In Austria, a partire da luglio, entrerà ufficialmente in vigore il regime del “bail in”, ovvero quella situazione in cui sono i creditori ad accollarsi le perdite di un eventuale crack di una banca o di una corsa agli sportelli.

La decisione era già stata in qualche modo anticipata con la notizia del buco monstre della bad bank di Hypo Alpe Adria. In quell’occasione, il ministero austriaco delle finanze aveva ricordato che, sulla base della nuova normativa, i creditori possono essere di fatto costretti a contribuire alle perdite, in modo tale che i contribuenti non debbano accollarsi l’intero peso.

Detto più semplicemente: avete depositato i vostri risparmi in una banca che poi fallisce? Amen, lo stato non vi garantirà più. Sarete voi stessi a essere chiamati in causa.

In Italia da tempo si sta facendo pressione affinché venga approvata la Legge Delega che recepisce la direttiva UE 2013/36 http://eur-lex.europa.eu/LexUriServ/LexUriServ.do… tant’è che lo stesso Mario Draghi è dovuto scendere dallo scranno della presidenza BCE per abbassarsi a parlare alle commissioni bilancio e finanze della Camera. Fatto insolito ed anomalo per stessa dichiarazione del presidente di commissione finanze, Capezzone.

Evidentemente si sta aumentando la pressione affinché la Legge Delega http://www.gazzettaufficiale.it/eli/…/2014/10/28/14G00167/sg venga approvata.
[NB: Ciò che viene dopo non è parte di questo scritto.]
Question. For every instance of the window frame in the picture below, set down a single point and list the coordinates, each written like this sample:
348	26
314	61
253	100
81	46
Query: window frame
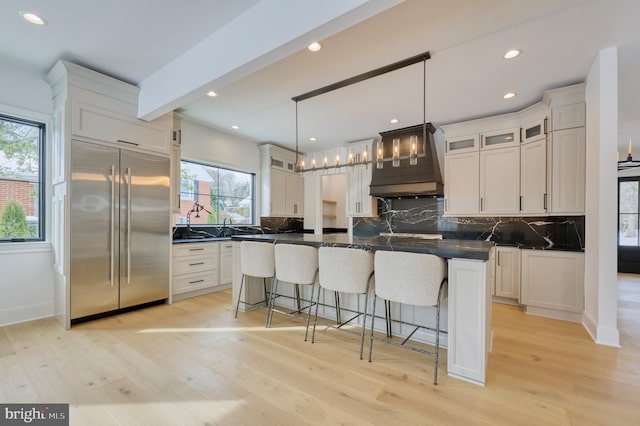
42	175
196	195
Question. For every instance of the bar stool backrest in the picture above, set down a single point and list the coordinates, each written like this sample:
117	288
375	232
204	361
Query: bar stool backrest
344	269
257	259
296	263
409	278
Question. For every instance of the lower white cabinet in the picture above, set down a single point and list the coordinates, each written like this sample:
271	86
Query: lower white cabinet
195	269
553	283
226	262
507	281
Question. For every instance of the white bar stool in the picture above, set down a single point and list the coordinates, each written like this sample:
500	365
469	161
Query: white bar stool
256	260
412	279
345	270
296	264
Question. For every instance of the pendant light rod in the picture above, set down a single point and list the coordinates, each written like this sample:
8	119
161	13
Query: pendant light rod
364	76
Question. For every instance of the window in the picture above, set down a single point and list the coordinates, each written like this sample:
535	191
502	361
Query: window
628	211
21	180
224	194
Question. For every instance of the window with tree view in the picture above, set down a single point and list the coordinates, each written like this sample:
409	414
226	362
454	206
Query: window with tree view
21	180
223	194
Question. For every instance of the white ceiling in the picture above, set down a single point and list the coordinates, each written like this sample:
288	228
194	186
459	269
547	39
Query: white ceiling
251	52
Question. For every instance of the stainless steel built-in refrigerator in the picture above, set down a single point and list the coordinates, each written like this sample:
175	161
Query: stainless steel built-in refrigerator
119	226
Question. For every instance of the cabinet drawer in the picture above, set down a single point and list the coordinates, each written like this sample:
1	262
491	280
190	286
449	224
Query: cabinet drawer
190	264
195	249
197	281
108	126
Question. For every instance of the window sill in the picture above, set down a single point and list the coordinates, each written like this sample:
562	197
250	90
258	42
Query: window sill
26	247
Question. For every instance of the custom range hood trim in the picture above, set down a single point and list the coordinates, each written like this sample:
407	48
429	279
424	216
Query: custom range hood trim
423	179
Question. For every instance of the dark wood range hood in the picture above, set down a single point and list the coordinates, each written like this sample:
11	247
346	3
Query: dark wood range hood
422	179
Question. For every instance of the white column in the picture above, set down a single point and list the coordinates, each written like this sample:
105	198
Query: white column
600	314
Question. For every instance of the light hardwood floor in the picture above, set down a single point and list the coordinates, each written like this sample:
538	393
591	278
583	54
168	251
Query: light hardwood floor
191	363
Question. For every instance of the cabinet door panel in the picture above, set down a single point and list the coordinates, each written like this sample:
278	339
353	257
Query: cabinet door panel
533	177
553	280
461	189
500	181
568	171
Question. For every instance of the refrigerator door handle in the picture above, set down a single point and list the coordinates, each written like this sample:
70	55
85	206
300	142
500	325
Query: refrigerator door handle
113	223
128	225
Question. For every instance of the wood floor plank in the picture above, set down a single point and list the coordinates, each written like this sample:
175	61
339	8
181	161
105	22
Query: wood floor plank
192	363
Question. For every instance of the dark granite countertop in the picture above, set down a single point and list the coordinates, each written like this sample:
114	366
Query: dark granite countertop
199	240
465	249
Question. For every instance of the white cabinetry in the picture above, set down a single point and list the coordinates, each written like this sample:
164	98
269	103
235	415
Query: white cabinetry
282	189
533	177
567	171
359	202
507	282
195	269
553	283
500	181
226	262
103	125
461	184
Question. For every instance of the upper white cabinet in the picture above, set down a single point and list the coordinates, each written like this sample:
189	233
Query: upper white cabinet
461	184
497	139
533	177
462	144
530	167
507	273
568	116
359	202
500	181
103	125
282	188
567	171
535	130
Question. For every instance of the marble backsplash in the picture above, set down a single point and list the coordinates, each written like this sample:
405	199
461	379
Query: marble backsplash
425	215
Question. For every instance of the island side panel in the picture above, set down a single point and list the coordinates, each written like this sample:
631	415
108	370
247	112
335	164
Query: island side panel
469	320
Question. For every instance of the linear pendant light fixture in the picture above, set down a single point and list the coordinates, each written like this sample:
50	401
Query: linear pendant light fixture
423	57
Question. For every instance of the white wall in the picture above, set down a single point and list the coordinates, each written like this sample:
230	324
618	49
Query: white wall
600	315
201	143
26	279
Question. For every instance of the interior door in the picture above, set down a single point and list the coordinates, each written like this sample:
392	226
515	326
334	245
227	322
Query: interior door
144	230
93	229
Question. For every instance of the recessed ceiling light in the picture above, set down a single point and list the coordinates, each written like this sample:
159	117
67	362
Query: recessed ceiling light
33	18
512	53
315	46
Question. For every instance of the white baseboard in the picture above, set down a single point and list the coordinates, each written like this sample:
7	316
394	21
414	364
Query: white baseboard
25	313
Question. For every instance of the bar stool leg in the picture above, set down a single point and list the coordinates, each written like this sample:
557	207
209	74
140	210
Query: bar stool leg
373	320
315	319
264	283
306	333
272	300
239	294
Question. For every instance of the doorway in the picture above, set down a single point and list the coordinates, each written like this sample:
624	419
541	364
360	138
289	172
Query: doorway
628	215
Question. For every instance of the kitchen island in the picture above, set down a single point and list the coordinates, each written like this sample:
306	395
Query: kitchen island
468	340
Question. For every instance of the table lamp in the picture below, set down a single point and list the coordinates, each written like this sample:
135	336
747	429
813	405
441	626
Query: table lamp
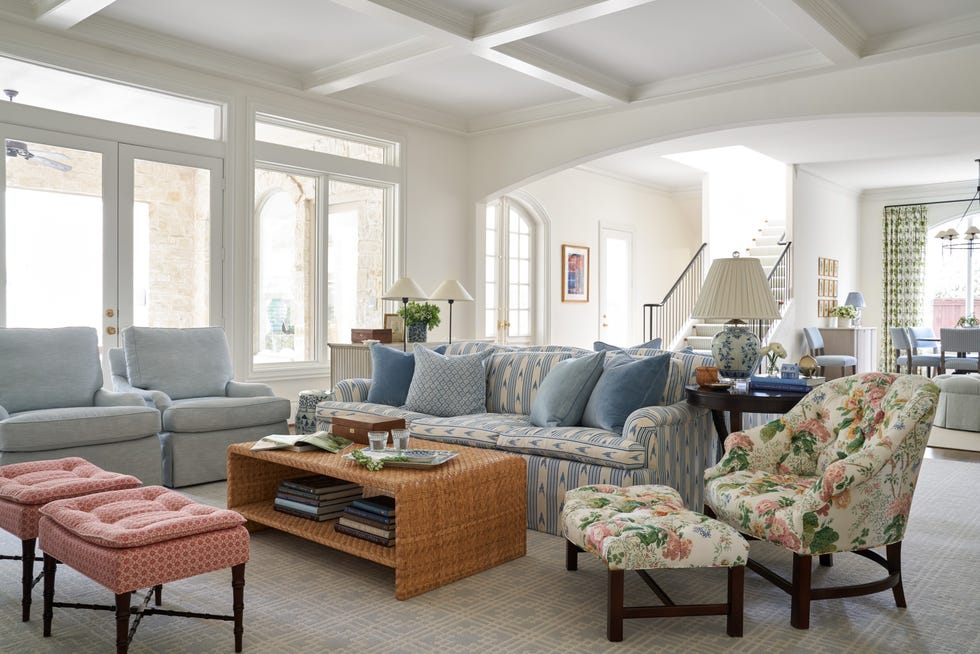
451	290
736	290
405	289
856	300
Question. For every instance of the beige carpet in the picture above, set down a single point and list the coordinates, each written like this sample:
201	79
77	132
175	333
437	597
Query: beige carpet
301	597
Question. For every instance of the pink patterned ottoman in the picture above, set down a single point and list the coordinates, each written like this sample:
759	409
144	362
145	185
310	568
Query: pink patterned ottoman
26	487
142	538
648	527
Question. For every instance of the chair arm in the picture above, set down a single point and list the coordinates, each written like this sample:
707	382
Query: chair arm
352	390
247	389
117	398
758	448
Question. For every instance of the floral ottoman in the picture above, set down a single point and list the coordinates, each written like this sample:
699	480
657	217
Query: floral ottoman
646	527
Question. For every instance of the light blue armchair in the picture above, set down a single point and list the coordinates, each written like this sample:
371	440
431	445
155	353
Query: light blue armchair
52	405
187	375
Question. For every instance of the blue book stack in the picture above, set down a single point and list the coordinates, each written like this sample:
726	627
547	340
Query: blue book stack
757	383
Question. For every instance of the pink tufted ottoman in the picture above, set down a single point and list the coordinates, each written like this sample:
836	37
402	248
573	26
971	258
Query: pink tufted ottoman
647	527
26	487
141	538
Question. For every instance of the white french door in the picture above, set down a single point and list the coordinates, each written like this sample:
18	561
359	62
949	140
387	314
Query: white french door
615	285
102	234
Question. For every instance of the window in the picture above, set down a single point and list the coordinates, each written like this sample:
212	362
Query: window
324	239
510	273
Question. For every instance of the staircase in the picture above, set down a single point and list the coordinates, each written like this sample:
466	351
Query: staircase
767	247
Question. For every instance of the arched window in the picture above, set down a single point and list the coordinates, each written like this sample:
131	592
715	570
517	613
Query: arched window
514	276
In sostanza lo Stato non dovrà più tutelare i risparmiatori ( creditori ) ma saranno questi ultimi, insieme agli azionisti delle banche, a dover accollarsi le perdite.

Eppure lo Stato favoriva e tutelava il risparmio in base all’Art.47 della Costituzione.

 

Alberto Micalizzi: Il fallimento di una banca negli attuali sistemi bancari è una decisione politica. Ad esempio Lehman fu lasciata fallire per un buco che a breve poteva essere risolto con neanche 100 miliardi, mentre negli stessi giorni si decideva di salvare Morgan Stanley staccando, la FED, un assegno di 110 miliardi… Ma Lehman servì a giustificare i 3 trilioni di iniezione di liquidità alle banche operata nei successivi cinque anni. Da questa lezione possiamo interpretare il senso dell’articolo in questo modo: lo Stato non deve aiutare le banche in difficoltà direttamente, ma deve farlo indirettamente con gli interessi passivi sul debito, che il sistema bancario alloca a sua discrezione. Chi deve fallire e chi no è una decisione politica, ma di politica bancaria!